Leidi (Simón Mesa, 2014)
Los nadie (Juan Sebastián Mesa, 2016) arrancó también como un corto y en el camino se transformó en un largo –que inauguró en 2016 el más importante festival de cine de Colombia: el de Cartagena. Los nadie hace inevitable pensar en Rodrigo D. Las película de Mesa y Gaviria muestran a jóvenes de la misma ciudad, pero con más de dos décadas de diferencia. Mientras la opera prima de Gaviria era una potente declaración de impotencia frente a un futuro que lucía como proscrito, Los nadie es una celebración de la amistad y la utopía, aunque pervivan muchas circunstancias difíciles. Esta aventura de cinco amigos de Medellín que se resisten a ser encasillados por la violencia, y que buscan viajar juntos en una suerte de viaje de iniciación, expresa simbólicamente la mejor energía de un país que quiere, a pesar de sus contradicciones, no seguir repitiendo su trágica historia. Un país que reconoce a sus padres (y un cine que hace lo propio, en el caso de Los nadie con la herencia de Víctor Gaviria) pero busca transformar esa herencia para que los que están aquí, y los que vienen, tengan una segunda oportunidad sobre la tierra.
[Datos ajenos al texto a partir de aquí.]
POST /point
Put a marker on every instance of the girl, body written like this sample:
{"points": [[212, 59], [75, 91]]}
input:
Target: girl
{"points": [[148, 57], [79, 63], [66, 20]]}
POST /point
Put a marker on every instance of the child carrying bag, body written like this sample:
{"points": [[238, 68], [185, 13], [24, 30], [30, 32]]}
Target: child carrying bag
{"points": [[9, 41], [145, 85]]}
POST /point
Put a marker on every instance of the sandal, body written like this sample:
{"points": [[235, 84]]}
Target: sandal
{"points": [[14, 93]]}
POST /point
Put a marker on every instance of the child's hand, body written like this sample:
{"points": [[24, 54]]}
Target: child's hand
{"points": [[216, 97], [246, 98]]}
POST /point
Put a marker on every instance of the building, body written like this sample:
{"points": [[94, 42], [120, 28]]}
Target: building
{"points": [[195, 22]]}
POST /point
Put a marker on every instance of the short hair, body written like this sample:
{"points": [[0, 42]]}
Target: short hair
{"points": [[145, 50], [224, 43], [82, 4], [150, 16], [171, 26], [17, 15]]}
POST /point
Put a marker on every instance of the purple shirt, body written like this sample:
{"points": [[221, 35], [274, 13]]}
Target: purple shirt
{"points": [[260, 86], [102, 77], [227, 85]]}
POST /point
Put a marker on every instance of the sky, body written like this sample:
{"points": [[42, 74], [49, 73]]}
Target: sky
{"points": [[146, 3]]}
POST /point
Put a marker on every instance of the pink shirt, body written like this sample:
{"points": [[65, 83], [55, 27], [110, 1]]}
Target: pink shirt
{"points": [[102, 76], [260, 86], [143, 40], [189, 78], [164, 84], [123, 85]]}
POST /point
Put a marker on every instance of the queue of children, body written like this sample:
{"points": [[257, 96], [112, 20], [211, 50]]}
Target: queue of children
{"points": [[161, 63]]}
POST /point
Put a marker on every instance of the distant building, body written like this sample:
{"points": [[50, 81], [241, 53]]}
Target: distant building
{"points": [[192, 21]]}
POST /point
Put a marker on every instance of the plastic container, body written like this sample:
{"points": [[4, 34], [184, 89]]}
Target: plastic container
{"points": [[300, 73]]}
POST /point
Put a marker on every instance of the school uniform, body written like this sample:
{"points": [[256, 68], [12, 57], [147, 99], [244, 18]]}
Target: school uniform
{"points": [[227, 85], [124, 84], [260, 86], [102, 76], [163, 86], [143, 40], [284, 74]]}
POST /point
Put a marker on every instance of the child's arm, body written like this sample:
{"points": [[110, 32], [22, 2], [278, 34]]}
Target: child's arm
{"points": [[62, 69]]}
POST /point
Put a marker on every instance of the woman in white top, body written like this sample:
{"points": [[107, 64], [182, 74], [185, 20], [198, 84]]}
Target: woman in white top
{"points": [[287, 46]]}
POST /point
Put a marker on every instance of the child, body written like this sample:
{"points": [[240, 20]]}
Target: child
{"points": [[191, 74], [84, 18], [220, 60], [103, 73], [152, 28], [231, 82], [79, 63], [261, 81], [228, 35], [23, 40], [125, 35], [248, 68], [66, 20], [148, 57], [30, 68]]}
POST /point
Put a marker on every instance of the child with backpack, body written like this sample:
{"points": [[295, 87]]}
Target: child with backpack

Pedro Adrián Zuluaga, periodista y crítico de cine colombiano, fue jefe de programación del Festival Internacional de Cine de Cartagena de Indias (2014-18) y editor de la revista colombiana especializada en cine Kinetoscopio. Es autor de los libros Literatura, enfermedad y poder en Colombia: 1896-1935 (2012) y Cine colombiano: Cánones y discursos dominantes (2013).
[1] Ver Totalidad e infinito: Ensayo sobre la exterioridad, de Emmanuel Levinas, Sígueme, Salamanca, 1999.
[2] Ángel Rama, «La imaginación de las formas», en La hojarasca, de Gabriel García Márquez, Bogotá, Círculo de Lectores, 1984, p. 11.
[3] Juana Suárez, «Economías de la memoria: Imaginarios de la violencia en el documental colombiano (2000-2010)» (ponencia), Segundo Encuentro de Investigadores de Cine, Biblioteca Luis Ángel Arango, Bogotá, octubre de 2010.